SACRAMENTO, Calif. (AP) — A California firefighting aircraft that crashed into a canyon wall in Yosemite National Park last week, killing the pilot, might have struck a tree as it approached a wildfire, tearing off a wing, federal investigators said Wednesday.
The twin-engine S-2T air tanker was destroyed when it hit the ground and by a subsequent fire, the National Transportation Safety Board said in a preliminary report on the Oct. 7 crash.
A more complete investigation is ongoing and is expected to take months.
Veteran pilot Geoffrey "Craig" Hunt, the plane's sole crew member, was following another aircraft on his final approach as he prepared for his second run dropping 1,200 gallons of chemical retardant on a fire climbing a steep canyon wall near the park's west entrance.
A third plane flew overhead, directing the firefighting efforts.

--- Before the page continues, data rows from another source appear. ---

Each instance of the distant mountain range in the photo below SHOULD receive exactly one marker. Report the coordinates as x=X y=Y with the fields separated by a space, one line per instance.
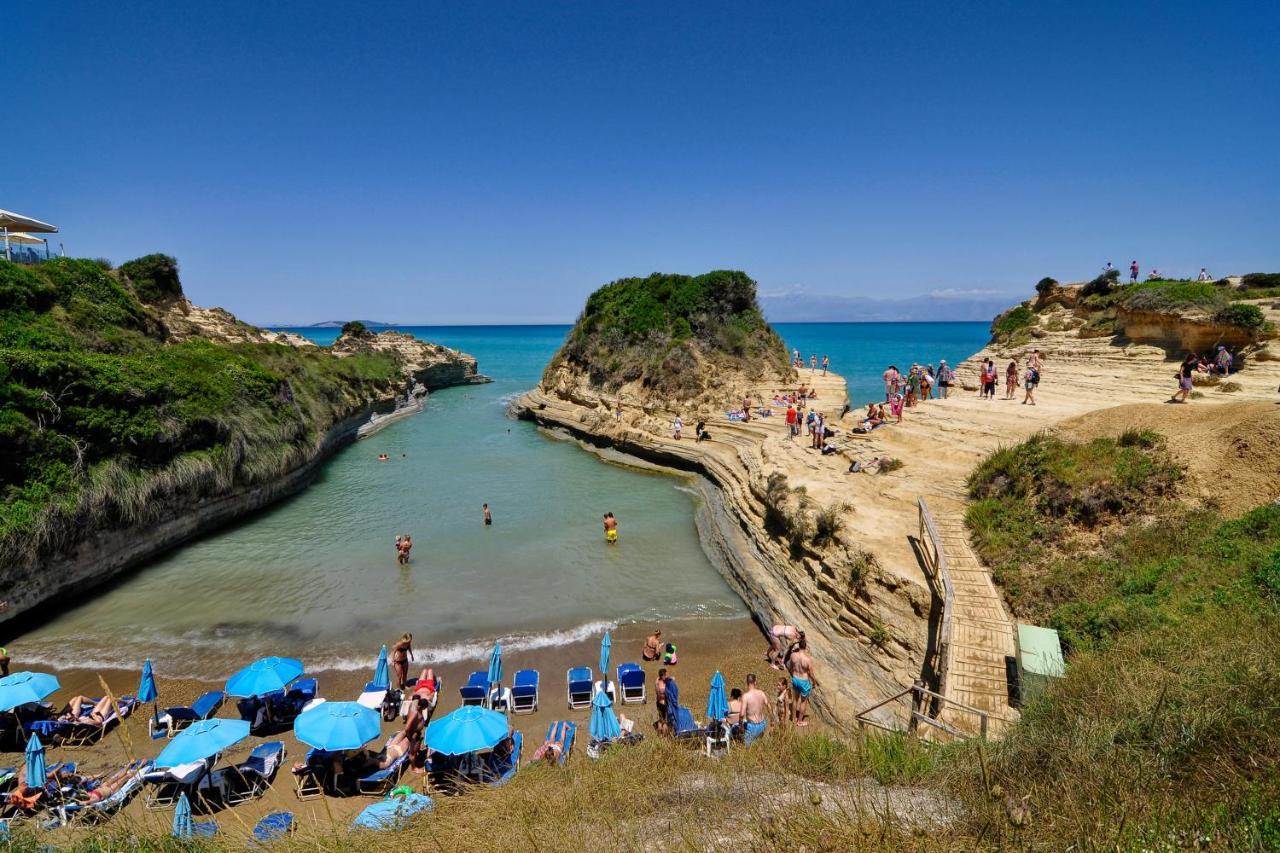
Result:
x=941 y=305
x=338 y=324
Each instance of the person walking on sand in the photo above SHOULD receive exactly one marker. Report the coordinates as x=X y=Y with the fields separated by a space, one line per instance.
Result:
x=803 y=680
x=1185 y=372
x=1011 y=379
x=755 y=706
x=401 y=655
x=659 y=693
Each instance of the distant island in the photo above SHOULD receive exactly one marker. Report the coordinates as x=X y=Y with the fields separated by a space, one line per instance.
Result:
x=338 y=324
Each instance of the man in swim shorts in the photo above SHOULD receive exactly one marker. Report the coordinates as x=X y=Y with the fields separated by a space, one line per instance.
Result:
x=755 y=703
x=803 y=680
x=781 y=637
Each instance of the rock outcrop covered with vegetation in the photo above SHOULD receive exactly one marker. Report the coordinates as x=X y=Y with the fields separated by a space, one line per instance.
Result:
x=132 y=420
x=790 y=551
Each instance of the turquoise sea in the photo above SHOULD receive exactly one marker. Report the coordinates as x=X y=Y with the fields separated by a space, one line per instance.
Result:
x=316 y=576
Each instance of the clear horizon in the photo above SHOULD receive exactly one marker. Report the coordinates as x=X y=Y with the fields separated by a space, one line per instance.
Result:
x=494 y=164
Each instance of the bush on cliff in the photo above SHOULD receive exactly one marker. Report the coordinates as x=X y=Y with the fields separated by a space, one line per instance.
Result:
x=662 y=328
x=104 y=423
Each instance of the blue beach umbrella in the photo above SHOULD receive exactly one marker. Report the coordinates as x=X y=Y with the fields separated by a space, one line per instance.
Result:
x=264 y=676
x=496 y=665
x=469 y=729
x=24 y=688
x=717 y=707
x=338 y=725
x=604 y=724
x=36 y=776
x=202 y=739
x=393 y=812
x=606 y=647
x=182 y=817
x=383 y=673
x=147 y=684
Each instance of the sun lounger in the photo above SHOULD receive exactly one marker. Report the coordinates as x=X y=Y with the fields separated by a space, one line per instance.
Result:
x=74 y=734
x=580 y=687
x=252 y=776
x=524 y=692
x=632 y=684
x=273 y=828
x=168 y=784
x=110 y=806
x=380 y=781
x=570 y=734
x=475 y=689
x=173 y=720
x=315 y=774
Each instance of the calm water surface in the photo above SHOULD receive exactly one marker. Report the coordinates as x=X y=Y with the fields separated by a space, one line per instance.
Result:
x=316 y=575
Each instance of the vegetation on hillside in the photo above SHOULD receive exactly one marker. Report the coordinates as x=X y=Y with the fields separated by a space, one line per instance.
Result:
x=103 y=419
x=659 y=329
x=1166 y=729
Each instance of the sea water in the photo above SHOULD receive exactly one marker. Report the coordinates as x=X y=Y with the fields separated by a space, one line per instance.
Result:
x=316 y=576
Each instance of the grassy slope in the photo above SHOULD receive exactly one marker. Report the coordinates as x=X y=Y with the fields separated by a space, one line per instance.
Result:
x=100 y=415
x=658 y=329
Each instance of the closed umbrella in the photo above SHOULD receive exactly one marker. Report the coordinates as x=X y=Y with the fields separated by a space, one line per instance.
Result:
x=383 y=671
x=201 y=739
x=496 y=666
x=338 y=725
x=604 y=724
x=265 y=675
x=469 y=729
x=24 y=688
x=606 y=647
x=36 y=775
x=182 y=817
x=717 y=706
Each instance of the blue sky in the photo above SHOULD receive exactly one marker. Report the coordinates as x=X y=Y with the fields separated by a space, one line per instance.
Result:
x=489 y=162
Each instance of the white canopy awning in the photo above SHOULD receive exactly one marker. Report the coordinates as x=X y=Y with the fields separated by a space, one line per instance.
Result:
x=17 y=222
x=26 y=240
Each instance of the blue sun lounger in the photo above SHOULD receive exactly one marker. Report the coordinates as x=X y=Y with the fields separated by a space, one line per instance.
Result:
x=580 y=687
x=173 y=720
x=380 y=781
x=476 y=688
x=631 y=684
x=524 y=692
x=273 y=828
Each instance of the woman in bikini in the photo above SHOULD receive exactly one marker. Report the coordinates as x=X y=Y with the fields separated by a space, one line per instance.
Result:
x=401 y=655
x=652 y=647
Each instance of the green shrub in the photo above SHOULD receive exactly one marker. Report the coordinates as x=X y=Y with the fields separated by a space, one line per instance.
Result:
x=1046 y=286
x=154 y=277
x=1248 y=316
x=1260 y=281
x=1013 y=320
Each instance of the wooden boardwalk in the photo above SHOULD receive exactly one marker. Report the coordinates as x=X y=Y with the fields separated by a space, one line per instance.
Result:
x=982 y=635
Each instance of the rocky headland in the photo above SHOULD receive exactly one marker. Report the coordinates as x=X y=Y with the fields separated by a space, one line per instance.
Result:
x=136 y=420
x=807 y=542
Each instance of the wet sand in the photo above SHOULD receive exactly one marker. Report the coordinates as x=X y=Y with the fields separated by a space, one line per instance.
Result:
x=735 y=647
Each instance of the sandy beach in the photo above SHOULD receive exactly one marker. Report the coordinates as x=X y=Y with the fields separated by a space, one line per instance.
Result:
x=732 y=646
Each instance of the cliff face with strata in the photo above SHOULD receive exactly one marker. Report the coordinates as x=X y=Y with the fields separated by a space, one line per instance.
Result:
x=762 y=496
x=246 y=416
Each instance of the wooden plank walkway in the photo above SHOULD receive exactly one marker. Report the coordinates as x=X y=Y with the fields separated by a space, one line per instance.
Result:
x=982 y=634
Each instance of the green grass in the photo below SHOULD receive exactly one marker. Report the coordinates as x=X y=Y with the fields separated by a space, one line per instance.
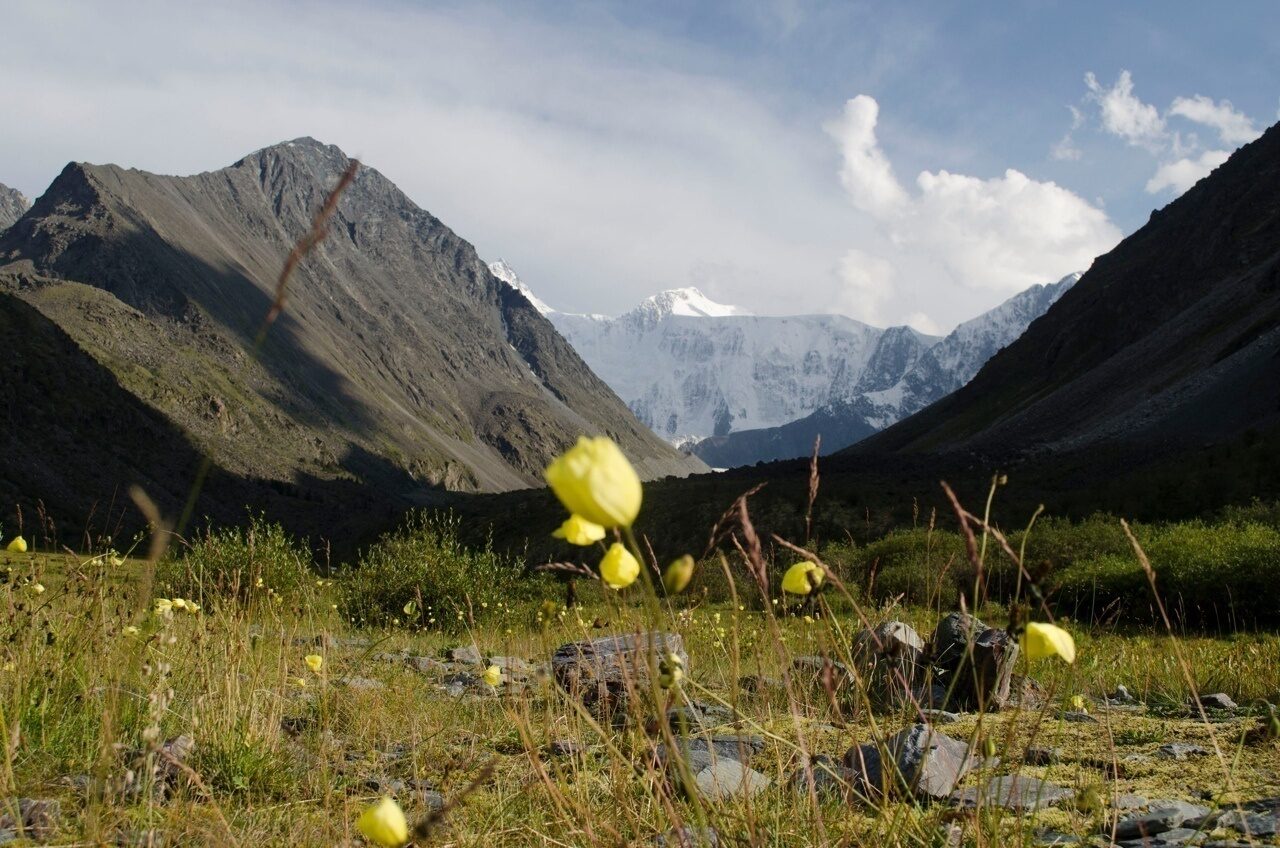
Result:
x=278 y=762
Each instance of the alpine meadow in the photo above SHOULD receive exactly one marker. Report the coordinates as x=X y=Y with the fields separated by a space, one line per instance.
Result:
x=897 y=465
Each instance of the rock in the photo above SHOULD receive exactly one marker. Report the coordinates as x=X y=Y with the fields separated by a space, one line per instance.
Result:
x=597 y=671
x=566 y=748
x=467 y=653
x=424 y=665
x=821 y=671
x=728 y=778
x=1179 y=751
x=892 y=660
x=977 y=662
x=1013 y=792
x=1042 y=756
x=928 y=764
x=1160 y=817
x=1120 y=696
x=1251 y=820
x=688 y=837
x=37 y=816
x=362 y=684
x=1216 y=701
x=830 y=780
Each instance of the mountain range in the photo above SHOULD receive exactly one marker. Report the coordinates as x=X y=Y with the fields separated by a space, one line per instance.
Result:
x=398 y=368
x=13 y=204
x=736 y=388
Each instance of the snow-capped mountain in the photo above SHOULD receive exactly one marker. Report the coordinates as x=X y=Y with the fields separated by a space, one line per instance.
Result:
x=691 y=368
x=736 y=388
x=942 y=369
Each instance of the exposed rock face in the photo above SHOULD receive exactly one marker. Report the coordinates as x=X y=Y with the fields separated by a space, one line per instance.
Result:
x=976 y=662
x=13 y=205
x=1168 y=343
x=896 y=383
x=892 y=659
x=400 y=363
x=603 y=673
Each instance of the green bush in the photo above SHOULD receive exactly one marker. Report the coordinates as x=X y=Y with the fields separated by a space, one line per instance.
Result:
x=237 y=564
x=421 y=575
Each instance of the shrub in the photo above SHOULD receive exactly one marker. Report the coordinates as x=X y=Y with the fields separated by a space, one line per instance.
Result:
x=233 y=564
x=421 y=575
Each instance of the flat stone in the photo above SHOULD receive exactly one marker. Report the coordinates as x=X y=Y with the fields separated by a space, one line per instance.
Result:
x=39 y=817
x=467 y=653
x=892 y=660
x=1179 y=751
x=365 y=684
x=728 y=779
x=598 y=671
x=1255 y=824
x=1013 y=792
x=926 y=764
x=1216 y=701
x=1042 y=756
x=688 y=837
x=1160 y=817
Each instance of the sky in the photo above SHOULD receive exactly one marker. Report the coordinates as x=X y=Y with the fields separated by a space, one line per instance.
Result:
x=900 y=163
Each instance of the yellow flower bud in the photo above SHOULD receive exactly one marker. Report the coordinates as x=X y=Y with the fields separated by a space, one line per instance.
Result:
x=594 y=481
x=579 y=530
x=803 y=578
x=679 y=574
x=618 y=569
x=1042 y=641
x=384 y=824
x=671 y=671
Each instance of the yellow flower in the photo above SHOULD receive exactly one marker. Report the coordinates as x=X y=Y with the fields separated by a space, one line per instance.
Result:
x=579 y=530
x=671 y=671
x=803 y=578
x=677 y=575
x=594 y=481
x=1042 y=641
x=384 y=824
x=618 y=569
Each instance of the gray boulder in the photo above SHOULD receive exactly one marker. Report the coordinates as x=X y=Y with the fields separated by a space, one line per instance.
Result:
x=603 y=673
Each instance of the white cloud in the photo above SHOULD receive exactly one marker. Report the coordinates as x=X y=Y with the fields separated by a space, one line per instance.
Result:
x=1124 y=114
x=1182 y=174
x=1233 y=127
x=1001 y=235
x=867 y=174
x=865 y=282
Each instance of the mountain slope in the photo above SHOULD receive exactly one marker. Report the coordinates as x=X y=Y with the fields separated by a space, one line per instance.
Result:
x=691 y=368
x=13 y=205
x=936 y=373
x=1169 y=342
x=400 y=363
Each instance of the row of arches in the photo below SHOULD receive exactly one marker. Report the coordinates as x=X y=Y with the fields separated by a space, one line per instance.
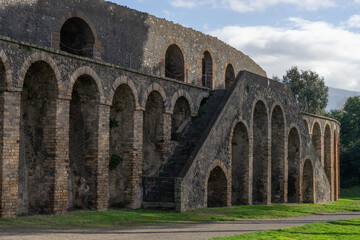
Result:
x=273 y=174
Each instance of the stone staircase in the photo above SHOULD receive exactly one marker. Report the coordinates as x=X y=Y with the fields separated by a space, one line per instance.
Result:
x=160 y=191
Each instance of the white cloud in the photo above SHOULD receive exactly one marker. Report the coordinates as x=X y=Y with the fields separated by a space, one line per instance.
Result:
x=327 y=49
x=183 y=3
x=254 y=5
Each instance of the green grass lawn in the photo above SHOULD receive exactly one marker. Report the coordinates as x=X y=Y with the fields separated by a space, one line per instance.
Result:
x=346 y=229
x=115 y=218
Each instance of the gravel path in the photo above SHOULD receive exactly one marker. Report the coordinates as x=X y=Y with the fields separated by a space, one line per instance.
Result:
x=174 y=232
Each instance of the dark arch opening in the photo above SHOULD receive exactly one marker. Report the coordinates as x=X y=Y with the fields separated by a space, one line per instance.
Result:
x=277 y=155
x=229 y=76
x=293 y=163
x=240 y=165
x=153 y=143
x=316 y=140
x=335 y=167
x=306 y=126
x=217 y=188
x=76 y=37
x=121 y=146
x=260 y=154
x=83 y=144
x=174 y=63
x=327 y=153
x=180 y=118
x=2 y=76
x=37 y=128
x=207 y=70
x=308 y=182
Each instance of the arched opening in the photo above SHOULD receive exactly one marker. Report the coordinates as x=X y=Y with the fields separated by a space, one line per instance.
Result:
x=217 y=188
x=229 y=76
x=180 y=118
x=2 y=76
x=174 y=63
x=121 y=146
x=207 y=70
x=260 y=153
x=37 y=152
x=335 y=167
x=327 y=153
x=308 y=182
x=293 y=166
x=153 y=144
x=83 y=144
x=277 y=155
x=240 y=165
x=316 y=140
x=76 y=37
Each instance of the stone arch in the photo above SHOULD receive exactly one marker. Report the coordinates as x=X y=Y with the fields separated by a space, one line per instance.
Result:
x=121 y=146
x=154 y=87
x=5 y=71
x=308 y=187
x=240 y=157
x=83 y=142
x=41 y=57
x=327 y=153
x=216 y=187
x=85 y=70
x=316 y=139
x=306 y=126
x=207 y=69
x=335 y=163
x=185 y=94
x=153 y=134
x=180 y=118
x=277 y=154
x=174 y=61
x=261 y=159
x=293 y=161
x=37 y=129
x=124 y=80
x=229 y=75
x=77 y=35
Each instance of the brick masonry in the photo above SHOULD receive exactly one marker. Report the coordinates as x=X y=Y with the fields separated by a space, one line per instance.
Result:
x=137 y=62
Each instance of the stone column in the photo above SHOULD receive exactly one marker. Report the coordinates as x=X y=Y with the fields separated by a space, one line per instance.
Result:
x=102 y=162
x=135 y=196
x=9 y=152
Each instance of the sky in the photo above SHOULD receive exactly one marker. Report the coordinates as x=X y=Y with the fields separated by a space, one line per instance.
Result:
x=318 y=35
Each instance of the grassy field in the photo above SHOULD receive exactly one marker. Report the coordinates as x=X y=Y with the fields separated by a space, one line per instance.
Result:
x=346 y=229
x=114 y=218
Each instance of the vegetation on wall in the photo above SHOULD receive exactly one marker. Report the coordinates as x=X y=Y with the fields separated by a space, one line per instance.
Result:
x=349 y=118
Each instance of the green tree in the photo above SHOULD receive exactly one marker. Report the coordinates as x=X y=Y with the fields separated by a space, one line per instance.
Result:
x=309 y=90
x=349 y=118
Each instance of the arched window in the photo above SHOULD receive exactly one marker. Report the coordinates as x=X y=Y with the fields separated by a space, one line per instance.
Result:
x=77 y=38
x=174 y=63
x=217 y=188
x=207 y=70
x=240 y=165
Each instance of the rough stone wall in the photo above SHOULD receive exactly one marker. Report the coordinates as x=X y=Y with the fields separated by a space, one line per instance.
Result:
x=141 y=39
x=69 y=71
x=248 y=90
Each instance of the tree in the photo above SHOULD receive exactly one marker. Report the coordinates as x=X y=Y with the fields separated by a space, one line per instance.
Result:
x=309 y=90
x=349 y=118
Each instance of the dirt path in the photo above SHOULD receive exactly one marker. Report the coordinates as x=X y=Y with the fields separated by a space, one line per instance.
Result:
x=172 y=232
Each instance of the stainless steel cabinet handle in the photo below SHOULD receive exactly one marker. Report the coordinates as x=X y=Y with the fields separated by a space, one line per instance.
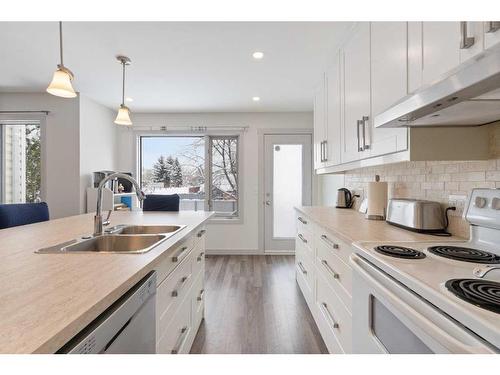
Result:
x=357 y=134
x=200 y=296
x=466 y=41
x=180 y=340
x=325 y=238
x=175 y=293
x=330 y=269
x=492 y=26
x=329 y=314
x=366 y=146
x=302 y=269
x=182 y=254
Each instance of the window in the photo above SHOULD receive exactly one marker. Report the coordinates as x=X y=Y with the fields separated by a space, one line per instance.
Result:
x=203 y=170
x=20 y=162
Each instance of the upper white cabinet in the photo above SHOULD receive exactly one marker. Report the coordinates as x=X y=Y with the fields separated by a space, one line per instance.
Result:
x=491 y=33
x=389 y=72
x=320 y=125
x=356 y=62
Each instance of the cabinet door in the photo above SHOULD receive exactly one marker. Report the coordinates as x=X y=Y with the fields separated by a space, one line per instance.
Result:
x=319 y=125
x=333 y=111
x=473 y=30
x=389 y=73
x=356 y=62
x=491 y=33
x=441 y=49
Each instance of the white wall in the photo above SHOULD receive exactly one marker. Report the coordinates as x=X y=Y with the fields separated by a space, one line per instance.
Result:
x=97 y=143
x=62 y=147
x=237 y=238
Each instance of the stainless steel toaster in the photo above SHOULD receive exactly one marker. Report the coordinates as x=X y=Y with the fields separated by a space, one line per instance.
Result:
x=417 y=215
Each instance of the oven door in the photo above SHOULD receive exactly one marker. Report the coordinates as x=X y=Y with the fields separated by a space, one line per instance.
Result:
x=390 y=318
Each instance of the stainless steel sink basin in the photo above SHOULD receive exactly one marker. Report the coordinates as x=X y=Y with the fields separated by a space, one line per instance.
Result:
x=145 y=229
x=123 y=244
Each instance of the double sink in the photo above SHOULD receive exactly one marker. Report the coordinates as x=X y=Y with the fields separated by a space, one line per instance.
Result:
x=120 y=239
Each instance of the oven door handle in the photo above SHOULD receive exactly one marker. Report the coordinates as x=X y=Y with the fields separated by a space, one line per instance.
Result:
x=429 y=328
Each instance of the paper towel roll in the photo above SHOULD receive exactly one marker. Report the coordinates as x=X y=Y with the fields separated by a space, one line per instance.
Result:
x=377 y=200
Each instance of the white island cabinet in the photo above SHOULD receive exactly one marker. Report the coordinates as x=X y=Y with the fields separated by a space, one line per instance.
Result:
x=180 y=292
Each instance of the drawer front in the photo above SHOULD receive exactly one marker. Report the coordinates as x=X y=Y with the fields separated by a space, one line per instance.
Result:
x=198 y=301
x=174 y=258
x=334 y=314
x=336 y=273
x=340 y=248
x=199 y=258
x=175 y=339
x=172 y=292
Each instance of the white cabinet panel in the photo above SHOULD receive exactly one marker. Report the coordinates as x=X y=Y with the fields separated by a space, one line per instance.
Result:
x=334 y=112
x=441 y=49
x=389 y=72
x=356 y=62
x=491 y=34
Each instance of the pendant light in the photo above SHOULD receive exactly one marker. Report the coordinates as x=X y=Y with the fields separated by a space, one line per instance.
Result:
x=61 y=81
x=123 y=116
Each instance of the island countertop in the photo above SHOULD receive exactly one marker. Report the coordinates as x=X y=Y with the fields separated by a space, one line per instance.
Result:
x=45 y=299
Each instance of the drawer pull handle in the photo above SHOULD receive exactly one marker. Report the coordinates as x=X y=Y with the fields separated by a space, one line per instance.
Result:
x=200 y=297
x=302 y=269
x=325 y=238
x=330 y=269
x=175 y=293
x=181 y=255
x=180 y=340
x=329 y=314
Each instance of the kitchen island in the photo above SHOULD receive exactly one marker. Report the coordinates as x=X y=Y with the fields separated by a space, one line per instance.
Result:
x=46 y=299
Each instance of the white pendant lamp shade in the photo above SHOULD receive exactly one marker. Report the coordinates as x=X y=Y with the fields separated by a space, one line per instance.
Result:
x=123 y=116
x=61 y=84
x=61 y=81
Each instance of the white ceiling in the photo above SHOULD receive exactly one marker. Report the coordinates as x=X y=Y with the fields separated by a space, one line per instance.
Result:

"The crew of the controller airplane reported that the accident airplane may have struck a tree with its wing, which separated from the airplane," according the five-paragraph report. "Both aircrews reported that there was smoke in the area, but visibility was good."
Authorities previously said the aircraft's left wing was found at the beginning of a roughly quarter-mile-long debris field.
Their investigation was complicated because of the wildfire that eventually burned more than 300 acres, cutting off electricity and the main roadway into Yosemite Valley for days.
The California Department of Forestry and Fire Protection's remaining 22 air tankers were grounded for two days during the height of the wildfire season, until investigators were satisfied that the deadly crash was not a result of faulty equipment that could affect the rest of the aging fleet.